Diane Rehm On Marriage, Death With Dignity, And Life On Her Own
Public radio talk show host Diane Rehm started writing her book, On My Own, one night as she began her life on her own. Her husband of 54 years, John Rehm, was on his 10th day of refusing food, water, and medication. He had been suffering with Parkinson's disease for years. KMUW's Beth Golay spoke to Diane Rehm from her studio at WAMU in Washington.
“I was in his room at the assisted living facility trying to catch a few winks of sleep, and at 2:00 a.m. I kind of gave it up," Diane explains. "And I just got up and I had my iPad with me and I just started writing. I was writing about what I was feeling.”
After writing for more than 5 hours through the night, Diane was glad to have a break the next morning when her husband’s caregiver came in. She decided to go home, feed her dog, wash up and have a quick bite to eat before returning. But before she could get back, she received a call.
“And by the time I got back to the assisted living facility he had died. And some of the nurses and people there at Brighton Gardens told me--and I've heard this since--that many times people wait until their loved ones are out of the room, and then they pass," she says. "And who knows? I mean, I hated not being there when he died, but I missed it by about 20 minutes.”
After John’s Rehm’s death, Diane decided to run as fast and as far as she could from grief the only way she knew how.
“So after his memorial service I came back to work and sort of plunged myself into not only work here at the radio station, but really began thinking hard about writing a book that I thought might be useful not only to myself but to other people," Diane says. "A book that talks about what it is to lose someone who has been so important in my life for so many years.”
In the book, Diane shares some deep reflections on her long marriage to John, and she recalls both the good times--and the bad.
“I also did not want to glorify that 54 years of marriage because there is no marriage I know or have seen that I would regard as perfect. And certainly our marriage was not perfect. We had wonderful highs and some terrible lows," Diane says. "It would have been less than honest if I had not put all that into the book.”
Diane recalls meeting John for the first time when they were both working at the Department of State, he as an attorney, she as a secretary.
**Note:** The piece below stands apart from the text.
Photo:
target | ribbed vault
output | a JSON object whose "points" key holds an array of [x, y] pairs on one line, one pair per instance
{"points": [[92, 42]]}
And in the beginning, she found a part of him quite offensive.
“I found myself hearing this booming voice of his and thinking to myself, 'Didn't his mother teach him better manners?'" Diane says. "And he would speak in ways that, you know, perhaps were as intimidating to me as anything else and the loudness just sort of exacerbated that problem.”
Diane was able to eventually overlook her dislike of John’s voice. He frequently stopped by her desk to see what books she was reading, and to talk about sports.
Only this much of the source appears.